Former U.S. Senator and anti-fraud law co-sponsor Paul Sarbanes dies at 87

Published 12/07/2020, 03:30 AM
Updated 12/07/2020, 03:35 AM
© Reuters. FILE PHOTO: U.S. Senator Paul Sarbanes (D-MD) in this 2003 picture

(Reuters) - Paul Sarbanes, a Maryland Democrat who served in the U.S. Congress for more than three decades, helped clean up the Chesapeake Bay and corporate scandals and pressured Richard Nixon to resign as president, died on Sunday at 87.

The soft-spoken champion of liberal causes who shunned publicity and was known for speaking bluntly, passed away peacefully in Baltimore, his son and congressman John Sarbanes said in a statement https://sarbanes.house.gov/media-center/press-releases/congressman-john-sarbanes-announces-passing-senator-paul-sarbanes.

"Friend, mentor and role model for so many of us in the Greek American community. We will miss you Senator Paul Sarbanes," California's Lieutenant Governor Eleni Kounalakis said on Twitter https://twitter.com/EleniForCA/status/1335834748594188289.

Sarbanes was born to Greek immigrants in Maryland on Feb. 3, 1933 and graduated from Harvard Law School in 1960.

He served four years as a state lawmaker after having worked as a lawyer in Baltimore, before getting elected to the U.S. House of Representatives in 1970 where he worked until 1976, when he was elected to the Senate.

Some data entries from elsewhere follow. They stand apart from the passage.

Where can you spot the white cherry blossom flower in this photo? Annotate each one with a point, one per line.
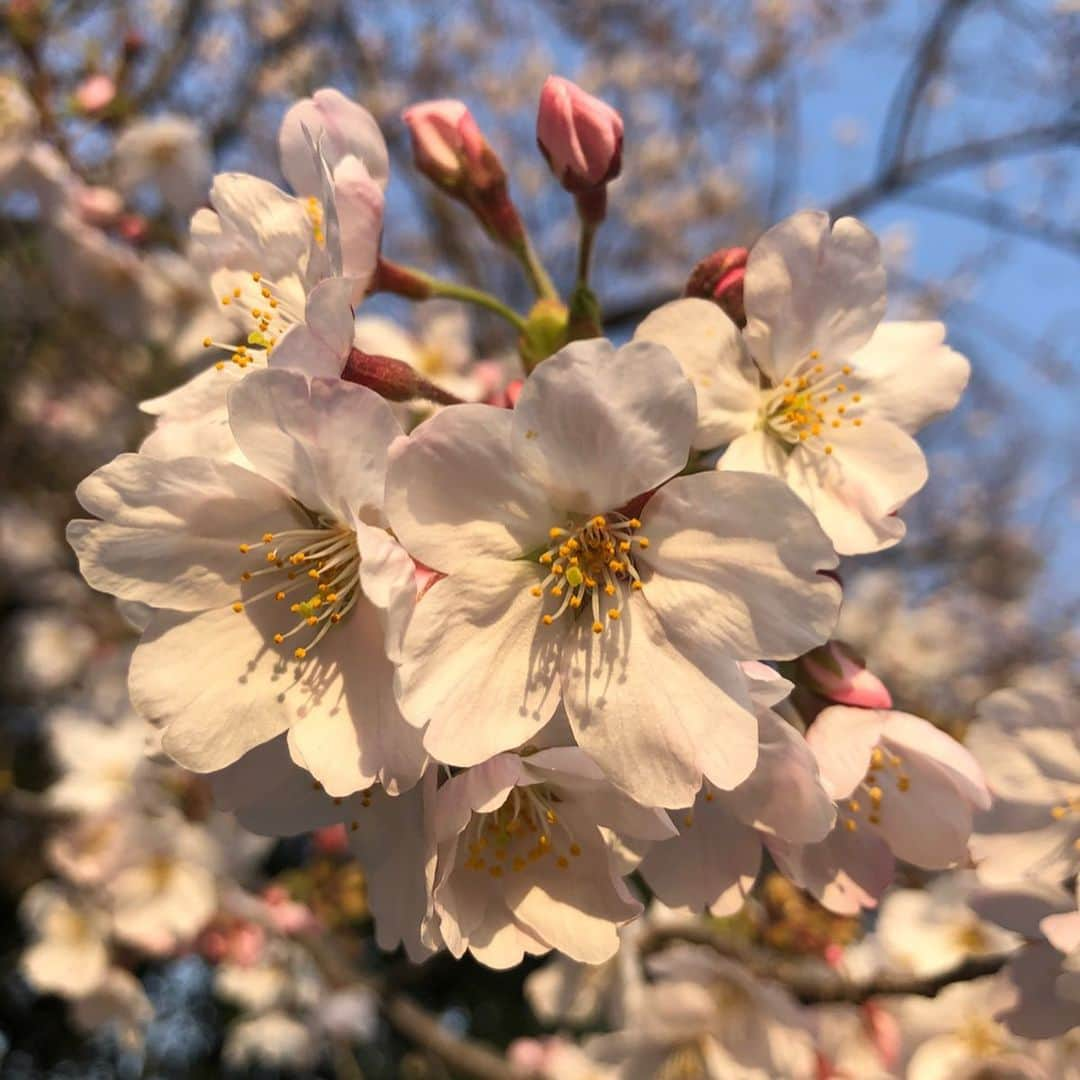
(932, 930)
(68, 954)
(814, 390)
(567, 576)
(715, 860)
(279, 594)
(523, 864)
(272, 796)
(169, 152)
(903, 788)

After the crash of Enron and other companies in corporate scandals in 2001 and 2002, Sarbanes, as chairman of the Senate Banking Committee, advocated sweeping regulatory changes.

He helped get through Congress the Sarbanes–Oxley Act of 2002 that imposed stricter oversight of auditors and tougher penalties for executives who violate the law.

He served in the Senate for three decades before announcing in March 2005 at age 72 that he would not run for re-election to the Senate the following year.

© Reuters. FILE PHOTO: U.S. Senator Paul Sarbanes (D-MD) in this 2003 picture

"It was not my ambition to stay there until they carried me out," Sarbanes said while announcing his retirement.